We won't, however, see Arkin take the stage during any of the three nights of classic sketches and alumni performances (though he promises he'll be there). "God no!" he says of performing. "I'm looking forward to it, but I'll just be sitting and laughing."
"Until three years ago, I hadn't been onstage for 30 years. Then Elaine May and I got together with three one-act plays; she wrote two and I wrote one. We did them in New York, and I wanted to see if I hated it as much as before. And by God I did."
'SECONDS' CITY: Alumni Week this year features three different eras of Second City casts performing sketches from their time on the boards.
The first, on Sept. 3, directed by John Hemphill, will feature the likes of Jayne Eastwood, Joe Flaherty, Robin Duke, Deb McGrath, Tony Rosato, Linda Kash, Maggie Butterfield, Sandra Balcovske, Don Dickerson, Deb Kimmet and Bob Bainborough.

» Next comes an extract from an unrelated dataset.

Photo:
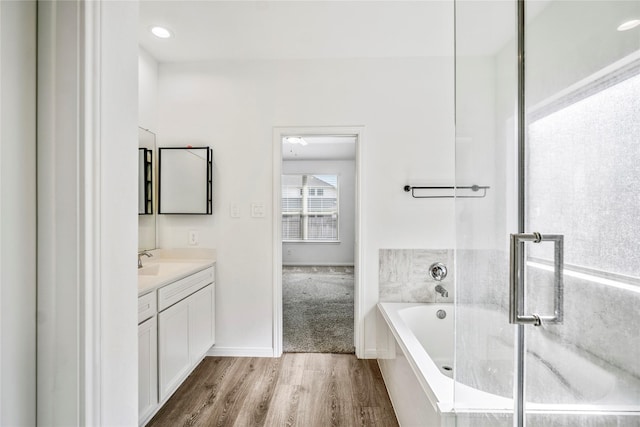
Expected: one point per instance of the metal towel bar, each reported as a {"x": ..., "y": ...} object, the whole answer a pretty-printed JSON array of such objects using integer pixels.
[{"x": 474, "y": 188}]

Sept. 4, directed by Bruce Pirrie, will have Pat McKenna, Albert Howell, Marc Hickox, Lee Smart, Doug Morency, Geri Hall, Ed Sahely, Kathryn Greenwood, Chris Earle, Johnathan Wilson, Andrew Currie, Jack Mosshammer, Aurora Browne and David Nathan Shore.
And on the Sept. 5 gala, Bob Martin directs Colin Mochrie, Gavin Crawford, Paul Bates, Pat McKenna, Doug Morency, Joe Flaherty, John Hemphill, Kathy Laskey, Deb McGrath, Melody Johnson, Lindsay Leese, Lee Smart, Pat Kelly and Aurora Browne.